The coalition of green groups told the 11th U.S. Circuit Court of Appeals that federal regulators merely “rubber-stamped” Shell’s plans to drill the wells in the same canyon where the blowout of BP’s Macondo well triggered an explosion that killed 11 rig workers and unleashed a gusher that spewed more than 200 million gallons of oil into the Gulf. Netherlands-based Shell is a subsidiary of UK-based Royal Dutch Shell PLC.

It claims the government approved Shell’s plans to dig wells in waters 2,000 feet deeper than BP’s well after a 30-day cursory review, and that regulators ignored the potential damage the new wells could have on vulnerable aquatic wildlife.

“The Bureau of Ocean Energy Management was essentially rubber stamping plans with no adequate environmental review, and the commission that reviewed that accident noted that as a leading cause in that accident,” said Catherine Wannamaker, an attorney with the Southern Environmental Law Center. “We’re back to the same old, same old two years later.”

Government attorneys say the permits were thoroughly vetted and environmentally sound.

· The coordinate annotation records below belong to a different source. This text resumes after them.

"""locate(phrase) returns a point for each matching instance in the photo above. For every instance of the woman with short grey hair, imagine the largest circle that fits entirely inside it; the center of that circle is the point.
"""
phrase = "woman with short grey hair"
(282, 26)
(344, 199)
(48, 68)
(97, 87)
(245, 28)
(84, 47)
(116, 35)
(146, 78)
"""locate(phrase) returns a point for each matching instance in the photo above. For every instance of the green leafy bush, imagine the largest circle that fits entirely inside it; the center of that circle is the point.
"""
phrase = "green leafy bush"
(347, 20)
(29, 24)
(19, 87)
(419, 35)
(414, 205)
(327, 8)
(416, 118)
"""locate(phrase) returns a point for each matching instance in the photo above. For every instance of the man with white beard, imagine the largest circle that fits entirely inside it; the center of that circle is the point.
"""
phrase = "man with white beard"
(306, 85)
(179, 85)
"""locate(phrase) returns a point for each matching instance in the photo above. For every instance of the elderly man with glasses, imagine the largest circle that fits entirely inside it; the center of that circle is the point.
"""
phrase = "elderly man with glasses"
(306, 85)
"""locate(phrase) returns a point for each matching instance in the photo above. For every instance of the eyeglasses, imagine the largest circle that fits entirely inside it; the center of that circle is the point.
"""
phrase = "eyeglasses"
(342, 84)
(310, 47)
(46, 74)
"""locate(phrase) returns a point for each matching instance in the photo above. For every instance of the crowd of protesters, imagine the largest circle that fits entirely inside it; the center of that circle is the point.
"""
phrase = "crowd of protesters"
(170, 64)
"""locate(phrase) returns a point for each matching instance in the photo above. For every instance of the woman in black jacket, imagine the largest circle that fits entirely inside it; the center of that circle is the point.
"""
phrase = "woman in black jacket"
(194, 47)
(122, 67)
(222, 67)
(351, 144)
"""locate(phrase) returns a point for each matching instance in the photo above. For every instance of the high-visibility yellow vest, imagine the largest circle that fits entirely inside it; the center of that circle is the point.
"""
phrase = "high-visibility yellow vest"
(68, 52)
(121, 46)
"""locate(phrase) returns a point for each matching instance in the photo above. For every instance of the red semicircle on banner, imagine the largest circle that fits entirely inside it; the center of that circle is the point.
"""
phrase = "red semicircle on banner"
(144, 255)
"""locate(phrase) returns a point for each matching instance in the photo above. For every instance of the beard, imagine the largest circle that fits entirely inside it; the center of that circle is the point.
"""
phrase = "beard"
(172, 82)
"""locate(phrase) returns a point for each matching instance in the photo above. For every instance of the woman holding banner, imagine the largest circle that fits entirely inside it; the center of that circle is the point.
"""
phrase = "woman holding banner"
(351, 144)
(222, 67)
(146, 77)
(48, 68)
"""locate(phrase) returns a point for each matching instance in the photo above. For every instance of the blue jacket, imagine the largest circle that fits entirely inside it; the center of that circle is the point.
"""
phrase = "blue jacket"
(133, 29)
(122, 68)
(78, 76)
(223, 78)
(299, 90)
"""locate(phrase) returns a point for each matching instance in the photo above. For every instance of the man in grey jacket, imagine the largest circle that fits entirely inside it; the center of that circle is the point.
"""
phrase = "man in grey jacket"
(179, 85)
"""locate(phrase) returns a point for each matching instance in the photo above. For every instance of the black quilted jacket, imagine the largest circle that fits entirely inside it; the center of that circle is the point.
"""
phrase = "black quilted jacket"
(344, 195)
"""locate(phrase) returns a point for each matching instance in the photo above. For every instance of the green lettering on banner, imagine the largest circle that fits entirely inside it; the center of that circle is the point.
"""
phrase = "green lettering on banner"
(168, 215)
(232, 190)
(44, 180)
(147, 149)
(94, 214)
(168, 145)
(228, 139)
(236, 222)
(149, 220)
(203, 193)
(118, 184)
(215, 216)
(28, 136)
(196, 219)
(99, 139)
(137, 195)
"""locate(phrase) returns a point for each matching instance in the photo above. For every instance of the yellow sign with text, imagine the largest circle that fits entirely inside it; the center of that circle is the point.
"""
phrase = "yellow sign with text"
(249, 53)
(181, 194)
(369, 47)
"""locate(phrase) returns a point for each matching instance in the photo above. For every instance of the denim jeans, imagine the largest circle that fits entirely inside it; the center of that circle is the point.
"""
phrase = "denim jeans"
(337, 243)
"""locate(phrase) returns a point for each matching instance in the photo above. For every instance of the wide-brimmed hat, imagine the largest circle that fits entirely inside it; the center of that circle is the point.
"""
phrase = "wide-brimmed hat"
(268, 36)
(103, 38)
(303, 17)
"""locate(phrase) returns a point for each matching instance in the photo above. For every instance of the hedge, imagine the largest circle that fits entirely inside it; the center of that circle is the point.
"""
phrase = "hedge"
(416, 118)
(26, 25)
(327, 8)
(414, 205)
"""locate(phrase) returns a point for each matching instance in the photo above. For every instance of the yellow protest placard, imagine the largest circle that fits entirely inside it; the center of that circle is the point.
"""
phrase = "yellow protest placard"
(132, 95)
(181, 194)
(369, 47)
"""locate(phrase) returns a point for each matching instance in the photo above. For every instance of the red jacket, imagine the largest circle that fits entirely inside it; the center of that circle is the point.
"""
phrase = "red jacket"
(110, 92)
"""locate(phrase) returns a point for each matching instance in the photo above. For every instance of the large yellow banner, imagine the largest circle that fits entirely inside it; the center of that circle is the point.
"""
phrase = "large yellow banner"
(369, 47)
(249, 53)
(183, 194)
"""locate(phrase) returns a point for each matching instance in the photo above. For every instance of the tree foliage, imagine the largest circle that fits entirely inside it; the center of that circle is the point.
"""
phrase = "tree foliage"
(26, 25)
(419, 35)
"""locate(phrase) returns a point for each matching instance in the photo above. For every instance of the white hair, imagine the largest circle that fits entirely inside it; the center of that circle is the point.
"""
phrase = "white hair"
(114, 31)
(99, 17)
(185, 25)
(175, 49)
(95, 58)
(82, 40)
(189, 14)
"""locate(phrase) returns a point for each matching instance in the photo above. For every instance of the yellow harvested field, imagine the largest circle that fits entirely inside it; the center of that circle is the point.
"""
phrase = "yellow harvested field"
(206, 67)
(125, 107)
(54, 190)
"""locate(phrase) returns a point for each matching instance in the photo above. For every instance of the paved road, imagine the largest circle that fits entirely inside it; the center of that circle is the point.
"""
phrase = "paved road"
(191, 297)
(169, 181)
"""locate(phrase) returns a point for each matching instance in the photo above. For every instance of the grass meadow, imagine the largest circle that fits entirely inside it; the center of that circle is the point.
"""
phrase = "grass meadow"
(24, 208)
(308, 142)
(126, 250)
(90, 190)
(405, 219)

And Shell’s lawyers argued that new government safety regulations put in place after the oil spill have led to vast improvements in the permitting process designed to prevent another blowout.

“Nothing can be said to never happen again,” said Chilton Varner, a Shell attorney. “But these new regulations represent enormous improvements.”

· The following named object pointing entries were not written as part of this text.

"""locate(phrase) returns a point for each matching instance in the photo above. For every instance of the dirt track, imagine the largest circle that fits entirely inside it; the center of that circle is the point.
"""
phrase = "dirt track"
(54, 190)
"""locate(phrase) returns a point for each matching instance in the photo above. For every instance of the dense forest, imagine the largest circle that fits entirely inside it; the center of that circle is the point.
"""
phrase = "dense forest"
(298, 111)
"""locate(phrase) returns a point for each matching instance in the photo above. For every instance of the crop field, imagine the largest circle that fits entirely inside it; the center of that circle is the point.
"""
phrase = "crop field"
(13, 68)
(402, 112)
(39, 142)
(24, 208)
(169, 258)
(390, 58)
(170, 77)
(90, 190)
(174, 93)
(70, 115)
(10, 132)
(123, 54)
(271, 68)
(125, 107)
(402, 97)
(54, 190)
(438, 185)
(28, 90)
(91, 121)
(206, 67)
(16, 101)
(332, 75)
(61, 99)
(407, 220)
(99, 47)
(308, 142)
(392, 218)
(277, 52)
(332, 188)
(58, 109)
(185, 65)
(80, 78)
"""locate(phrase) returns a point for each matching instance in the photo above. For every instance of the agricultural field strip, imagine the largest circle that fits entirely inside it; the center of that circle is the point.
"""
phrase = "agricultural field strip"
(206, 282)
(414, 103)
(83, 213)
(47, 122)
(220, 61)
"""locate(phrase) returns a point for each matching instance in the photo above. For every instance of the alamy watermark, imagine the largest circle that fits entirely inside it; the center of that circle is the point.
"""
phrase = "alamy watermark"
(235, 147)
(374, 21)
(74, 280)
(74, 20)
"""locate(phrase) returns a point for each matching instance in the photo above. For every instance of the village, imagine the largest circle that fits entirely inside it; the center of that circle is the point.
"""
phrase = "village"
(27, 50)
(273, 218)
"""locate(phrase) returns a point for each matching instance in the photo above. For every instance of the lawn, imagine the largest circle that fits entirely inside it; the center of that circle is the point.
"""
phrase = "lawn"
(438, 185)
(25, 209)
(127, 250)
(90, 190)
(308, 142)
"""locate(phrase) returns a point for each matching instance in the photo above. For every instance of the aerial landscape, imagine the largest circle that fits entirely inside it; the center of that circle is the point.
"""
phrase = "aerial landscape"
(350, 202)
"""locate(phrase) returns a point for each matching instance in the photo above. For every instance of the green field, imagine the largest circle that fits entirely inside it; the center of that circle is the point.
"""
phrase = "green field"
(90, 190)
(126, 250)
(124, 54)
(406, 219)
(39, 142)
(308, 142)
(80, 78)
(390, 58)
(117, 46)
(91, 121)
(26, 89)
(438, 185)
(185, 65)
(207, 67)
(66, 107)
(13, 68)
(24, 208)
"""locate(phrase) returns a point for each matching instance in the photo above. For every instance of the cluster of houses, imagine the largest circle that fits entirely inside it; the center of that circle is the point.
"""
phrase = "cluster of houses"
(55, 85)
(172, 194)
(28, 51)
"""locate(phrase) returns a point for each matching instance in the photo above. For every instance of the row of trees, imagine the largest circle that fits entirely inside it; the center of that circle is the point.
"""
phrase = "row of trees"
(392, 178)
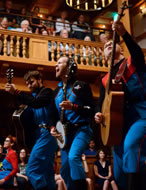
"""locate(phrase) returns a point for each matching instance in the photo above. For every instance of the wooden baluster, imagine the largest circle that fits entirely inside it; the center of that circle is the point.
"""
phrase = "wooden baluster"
(52, 50)
(103, 59)
(17, 46)
(64, 49)
(70, 50)
(5, 44)
(81, 54)
(58, 50)
(24, 47)
(98, 57)
(87, 55)
(11, 45)
(92, 56)
(76, 53)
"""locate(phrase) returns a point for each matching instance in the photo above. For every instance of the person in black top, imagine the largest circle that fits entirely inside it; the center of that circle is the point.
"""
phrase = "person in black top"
(40, 165)
(79, 107)
(129, 156)
(103, 171)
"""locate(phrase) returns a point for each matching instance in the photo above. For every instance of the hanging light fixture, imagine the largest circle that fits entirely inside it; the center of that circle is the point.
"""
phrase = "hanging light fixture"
(88, 5)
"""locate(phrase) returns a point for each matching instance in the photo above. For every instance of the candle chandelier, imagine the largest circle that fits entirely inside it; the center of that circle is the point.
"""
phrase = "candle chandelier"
(88, 5)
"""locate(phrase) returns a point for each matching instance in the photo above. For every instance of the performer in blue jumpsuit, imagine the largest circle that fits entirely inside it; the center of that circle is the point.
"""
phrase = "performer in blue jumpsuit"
(40, 165)
(129, 156)
(78, 109)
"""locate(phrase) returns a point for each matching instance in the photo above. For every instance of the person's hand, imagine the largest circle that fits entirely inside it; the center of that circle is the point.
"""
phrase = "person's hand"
(118, 27)
(10, 88)
(98, 117)
(54, 132)
(66, 105)
(107, 177)
(2, 181)
(83, 157)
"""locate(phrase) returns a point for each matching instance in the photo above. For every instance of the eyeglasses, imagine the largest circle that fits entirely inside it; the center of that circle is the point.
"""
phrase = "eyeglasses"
(7, 140)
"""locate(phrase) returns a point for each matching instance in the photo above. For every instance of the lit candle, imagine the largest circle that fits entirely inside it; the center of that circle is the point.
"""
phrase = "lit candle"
(71, 3)
(110, 1)
(86, 5)
(78, 2)
(103, 3)
(95, 5)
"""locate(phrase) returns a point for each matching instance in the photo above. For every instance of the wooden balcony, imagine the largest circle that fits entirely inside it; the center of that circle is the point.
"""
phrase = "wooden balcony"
(23, 52)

Shell’s plan was submitted to federal regulators in October 2010 and approved last May, one of the first deep undersea oil wells to be permitted in the Gulf after the BP spill.

Regulators concluded that the wells would not significantly affect the environment, but the environmental groups say the risk analysis is based on outdated historical data and a policy that was found to be flawed after the spill.

Attorney Monica Reimer of the Gulf Restoration Network compared the federal review to a doctor who assessed the risks of a 50-year-old man purely by looking at historical data – and not actually screening the patient.

“We have evidence the government has failed to look at fundamental risk factors in drilling in the ocean,” she said.

Federal regulators, though, said in court filings they took a “hard look” at Shell’s application and delved into environmental impacts even though a catastrophic spill was deemed very unlikely. After the thorough review, regulators found that the spill wouldn’t significantly affect the environment, said Michael Thomas Gray, an attorney for the Bureau of Ocean Energy Management.

“We’ve adopted new safety measures and there’s an increased awareness in the industry,” he said. “This is a low probability event.”

After BP’s oil spill, the White House imposed a six-month moratorium on deep-water oil drilling in the Gulf of Mexico. It was lifted in October 2010 under heavy pressure from the oil industry and Republicans and Democrats from Gulf states where thousands of jobs were affected by the ban.